I've created an audio classifier here - which will classify the audio into two categories - neutral and angry. Fot the dataset, I've used my own voice samples - 60 Neutral audio files and 50 Angry audio files.
The audio recordings have to be converted into '.wav' format. Any free online converter can be used for that. I stored the neutral audio files in the path 'Audio_data/neutral' and angry audio files in 'Audio_data/angry', and files in 'Audio_data/test' are for testing our model with individual audio file.
For an in-depth view, please see my python notebook file - 'Voice Classification.ipynb'
import numpy as np
import pandas as pd
import random
import itertools
import librosa
import IPython.display as ipd
import matplotlib.pyplot as plt
%matplotlib inline
import tensorflow
import keras
import pickle #To store our model
import os
path = 'Audio_data/'
neutral= os.listdir(path+'neutral')
angry= os.listdir(path+'angry')
I used a sequential model so the model can be built layer by layer.
It has of three layers - an input layer, a hidden layer and an output layer.
The first layer will receive the input shape. As each sample contains 40 MFCCs (or columns) we have a shape of (1x40) this means we will start with an input shape of 40.
The first two layers will have 256 nodes. The activation function we will be using for our first 2 layers is the ReLU, or Rectified Linear Activation. This activation function has been proven to work well in neural networks.
A Dropout value of 50% will be applied on the first two layers.
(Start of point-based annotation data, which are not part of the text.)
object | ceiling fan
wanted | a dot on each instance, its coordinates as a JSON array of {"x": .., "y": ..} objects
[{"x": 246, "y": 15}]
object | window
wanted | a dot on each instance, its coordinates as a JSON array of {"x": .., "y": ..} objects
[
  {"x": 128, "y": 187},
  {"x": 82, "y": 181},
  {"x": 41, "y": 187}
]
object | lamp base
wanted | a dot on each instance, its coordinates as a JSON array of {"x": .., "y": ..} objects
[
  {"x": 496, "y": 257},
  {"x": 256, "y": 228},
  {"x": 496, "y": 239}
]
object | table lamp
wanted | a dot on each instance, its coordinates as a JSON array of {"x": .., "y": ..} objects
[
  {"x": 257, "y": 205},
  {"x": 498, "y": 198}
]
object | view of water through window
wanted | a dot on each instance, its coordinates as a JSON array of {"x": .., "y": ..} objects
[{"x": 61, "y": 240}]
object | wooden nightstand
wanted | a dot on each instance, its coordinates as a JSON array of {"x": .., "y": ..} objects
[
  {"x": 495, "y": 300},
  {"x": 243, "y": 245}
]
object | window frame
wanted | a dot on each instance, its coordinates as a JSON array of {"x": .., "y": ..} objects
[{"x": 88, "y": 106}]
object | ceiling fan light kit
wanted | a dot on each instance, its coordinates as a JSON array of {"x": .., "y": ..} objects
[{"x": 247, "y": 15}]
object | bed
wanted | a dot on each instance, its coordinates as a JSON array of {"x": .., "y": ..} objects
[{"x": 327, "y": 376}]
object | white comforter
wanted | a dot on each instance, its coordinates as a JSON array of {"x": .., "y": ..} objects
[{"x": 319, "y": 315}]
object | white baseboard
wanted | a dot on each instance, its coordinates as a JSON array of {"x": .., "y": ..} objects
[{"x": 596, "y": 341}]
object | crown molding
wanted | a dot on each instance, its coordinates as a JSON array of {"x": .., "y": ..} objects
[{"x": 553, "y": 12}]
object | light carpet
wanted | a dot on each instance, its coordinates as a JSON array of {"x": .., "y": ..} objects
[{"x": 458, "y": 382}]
This will remove random nodes from each cycle, to reduce the likeliness of overfitting.
The output layer will have 2 nodes which matches the number of possible classifications.
from keras.models import Sequential
from keras.layers import Dense, Dropout, Activation, Flatten
from keras.layers import Convolution2D, Conv2D, MaxPooling2D, GlobalAveragePooling2D
from keras.optimizers import Adam
from sklearn import metrics
num_labels = y_train.shape[1]
filter_size = 2
model = Sequential()
model.add(Dense(256, input_shape=(40,)))
model.add(Activation('relu'))
model.add(Dropout(0.5))
model.add(Dense(256))
model.add(Activation('relu'))
model.add(Dropout(0.5))
model.add(Dense(num_labels))
model.add(Activation('softmax'))
# Compile the model
model.compile(loss='categorical_crossentropy', metrics=['accuracy'], optimizer='adam')
# Calculate pre-training accuracy
score = model.evaluate(X_test, y_test, verbose=0)
accuracy = 100*score[1]
print("Pre-training accuracy: %.4f%%" % accuracy)
Starting with 100 epochs which is the number of times the model will cycle through the data. Also beginning with a low batch size, as having a large batch size can reduce the generalisation ability of the model.
from datetime import datetime
num_epochs = 100
num_batch_size = 32
start = datetime.now()
model.fit(X_train, y_train, batch_size=num_batch_size, epochs=num_epochs, validation_data=(X_test, y_test))
duration = datetime.now() - start
print("Training completed in time: ", duration)
# Evaluating the model on the training and testing set
score = model.evaluate(X_train, y_train, verbose=0)
print("Training Accuracy: ", score[1])
score = model.evaluate(X_test, y_test, verbose=0)
print("Testing Accuracy: ", score[1])
Store the model in a pickle file so that we don't have to train the model each time.
if not os.path.isdir("result"):
os.mkdir("result")
pickle.dump(model, open("result/mlp_classifier.model", "wb"))
That's it! Now, we can test it with sample data and you get your own personal bit of code which can tell you whether you're angry or not.